En vista de tan fundamentales protecciones desprotegidas por poderes legislativo y ejecutivo, uno se interroga y no encuentra respuesta, máxime cuando consta que las gentes entregadas a la causa de la Justicia quieren hacer el mejor de los servicios. Sin embargo, el pueblo, tiene sus dudas y no se las calla. Todos queremos sentirnos arropados por esa tutela efectiva en el ejercicio de derechos e intereses legítimos. Ante tantos desbarajustes, la pregunta surge en cualquier esquina: ¿qué hacen los que han de dar protección judicial de los derechos? No podemos caer en el desánimo o en el sentimiento de indefensión, algunos-bastantes ya han caído. Por eso, yo veo bien, muy bien, que cada día más el ciudadano de a píe acuda a los tribunales para exigir que se ponga justicia en estas cuestiones de vida y convivencia básicas. Y que demande un servicio eficaz y eficiente, con todas las garantías de igual a igual ante la ley.
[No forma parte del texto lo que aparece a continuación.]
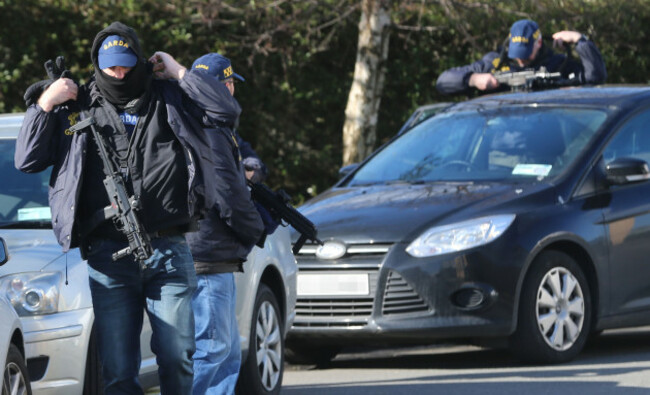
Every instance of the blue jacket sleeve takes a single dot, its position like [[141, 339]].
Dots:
[[212, 97], [234, 202], [593, 65], [36, 143], [456, 79]]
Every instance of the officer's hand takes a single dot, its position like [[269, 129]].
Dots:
[[59, 92], [565, 36], [56, 69], [166, 67], [35, 90], [483, 81]]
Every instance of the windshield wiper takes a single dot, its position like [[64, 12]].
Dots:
[[33, 224], [413, 182]]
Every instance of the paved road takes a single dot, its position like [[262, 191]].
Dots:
[[613, 363]]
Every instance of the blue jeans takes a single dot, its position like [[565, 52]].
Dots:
[[121, 291], [218, 353]]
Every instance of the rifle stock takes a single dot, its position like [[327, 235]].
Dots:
[[532, 79], [278, 204]]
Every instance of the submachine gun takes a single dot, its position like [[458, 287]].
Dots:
[[532, 80], [278, 204], [122, 209], [528, 80]]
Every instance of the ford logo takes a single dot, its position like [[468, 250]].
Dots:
[[331, 250]]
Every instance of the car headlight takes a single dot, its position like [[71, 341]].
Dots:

Unos ciudadanos que también demandan viajes baratos como es la lectura de un libro. Así, la 65 edición de la Feria del Libro de Madrid, ha sido para los organizadores como para los libreros “muy buena”, con aumento de ventas y con el éxito de autores y de público, que cada vez compra más. La escuela de Lorca, que prefería un libro antes que un trozo de pan, toma posiciones. Esto me da optimismo y, confesaré, que también me rebaja la ración de pesimismo que percibo al sentirme sin garantías protectoras. Aconsejo que tomen buena nota los poderes antes citados. Porque un pueblo cultivado es un pueblo libre que tolera mal que se le desproteja y se le desabrigue de protecciones que son conquistas de siglos. La familia desde siempre ha sido la célula de la sociedad. Una familia sana es una sociedad sana, se decía. En cuanto a la salud, me adhiero al escritor francés Bernard Le Bouvier de Fontenelle de que es la unidad que da valor a todos los ceros de la vida.